Every major government reform produces winners and losers. That would be true in the healthcare transformation envisioned by Sanders. The losers would be health insurers; doctors, hospitals and drugmakers facing government price-cutting; and employees with company health plans subsidized by tax breaks. They would be richer and far better organized than the winners, who would include middle- and working-class families.
These are among the realities that killed healthcare reform campaigns going as far back as the Truman administration and animate the continued attacks on the Affordable Care Act. For years, U.S. politicians have nurtured an anti-government mood among voters; that mood was exploited by well-financed and well-organized opponents of a California single-payer initiative in 1994, resulting in its overwhelming defeat -- and it has only become more intense.

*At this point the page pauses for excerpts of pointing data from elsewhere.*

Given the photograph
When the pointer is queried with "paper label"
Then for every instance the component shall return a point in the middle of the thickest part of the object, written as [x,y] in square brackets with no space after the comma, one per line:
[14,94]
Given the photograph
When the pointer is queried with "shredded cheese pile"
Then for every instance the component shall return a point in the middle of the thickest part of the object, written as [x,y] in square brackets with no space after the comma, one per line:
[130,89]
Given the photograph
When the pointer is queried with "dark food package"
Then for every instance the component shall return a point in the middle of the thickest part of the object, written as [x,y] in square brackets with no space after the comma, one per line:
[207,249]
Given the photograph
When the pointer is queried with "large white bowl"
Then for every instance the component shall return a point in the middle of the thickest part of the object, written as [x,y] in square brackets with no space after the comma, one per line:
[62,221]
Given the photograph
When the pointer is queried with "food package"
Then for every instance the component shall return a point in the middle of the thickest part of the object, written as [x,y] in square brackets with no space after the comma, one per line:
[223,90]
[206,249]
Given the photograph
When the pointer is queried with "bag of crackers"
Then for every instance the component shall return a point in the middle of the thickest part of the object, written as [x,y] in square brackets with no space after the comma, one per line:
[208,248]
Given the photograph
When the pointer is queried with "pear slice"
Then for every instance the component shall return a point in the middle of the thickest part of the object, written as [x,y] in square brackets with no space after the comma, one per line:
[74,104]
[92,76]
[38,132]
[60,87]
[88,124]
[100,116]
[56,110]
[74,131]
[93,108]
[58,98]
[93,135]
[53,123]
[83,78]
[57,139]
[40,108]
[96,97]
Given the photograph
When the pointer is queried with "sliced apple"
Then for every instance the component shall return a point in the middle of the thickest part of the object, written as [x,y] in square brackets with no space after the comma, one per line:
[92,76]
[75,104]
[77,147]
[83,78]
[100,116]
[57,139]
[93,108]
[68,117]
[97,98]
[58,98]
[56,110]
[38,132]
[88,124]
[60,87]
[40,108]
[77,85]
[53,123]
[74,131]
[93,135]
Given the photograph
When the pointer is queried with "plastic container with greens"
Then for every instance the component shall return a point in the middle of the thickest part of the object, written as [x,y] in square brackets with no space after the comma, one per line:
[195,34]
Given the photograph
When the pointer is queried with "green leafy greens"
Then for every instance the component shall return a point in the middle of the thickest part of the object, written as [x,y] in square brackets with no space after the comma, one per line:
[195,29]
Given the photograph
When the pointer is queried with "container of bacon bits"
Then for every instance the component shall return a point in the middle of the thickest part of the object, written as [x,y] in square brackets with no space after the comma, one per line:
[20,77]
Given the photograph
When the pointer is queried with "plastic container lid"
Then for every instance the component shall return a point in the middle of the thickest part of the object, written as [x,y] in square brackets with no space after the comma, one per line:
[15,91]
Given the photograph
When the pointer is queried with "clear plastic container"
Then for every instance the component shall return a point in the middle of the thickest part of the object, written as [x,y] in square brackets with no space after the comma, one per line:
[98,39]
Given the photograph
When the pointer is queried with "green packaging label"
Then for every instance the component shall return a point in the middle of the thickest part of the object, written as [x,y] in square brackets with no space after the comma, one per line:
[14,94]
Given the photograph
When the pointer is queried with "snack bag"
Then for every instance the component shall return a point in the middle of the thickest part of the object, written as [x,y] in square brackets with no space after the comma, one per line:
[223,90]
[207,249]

There's no question that single-payer is "the only logical solution" to America's fractured healthcare system, as the late healthcare expert Arnold S. Relman told me in 2013. But he understood that achieving the goal would be "a slow and painful process."
The Affordable Care Act is potentially the first step in that process. But throwing it out and starting over with a single-payer reform, as Sanders proposes, won't work. The result would be no Obamacare and no reform. That's the goal of the ACA's opponents on the right, but while Sanders has a more inclusive and more just goal in mind, his good intentions won't help him achieve it.
The Affordable Care Act's flaws and inadequacies resulted from the compromises necessary to get it passed at all. What's most striking about the Sanders plan is that he more or less wishes those compromises away or covers them with magic asterisks. But they haven't gone away. Any healthcare reform plan will have to confront them, and Sanders' plan will intensify them.
Sanders has done a great public service in putting single-payer up for debate in the heat of a Presidential campaign. But his plan evokes the other part of Bismarck's adage, which is that politics is also "the art of the next best." At this stage in the maturity of America's debate on healthcare reform, the Affordable Care Act is the next best thing to single-payer. It may be years before the next step can happen.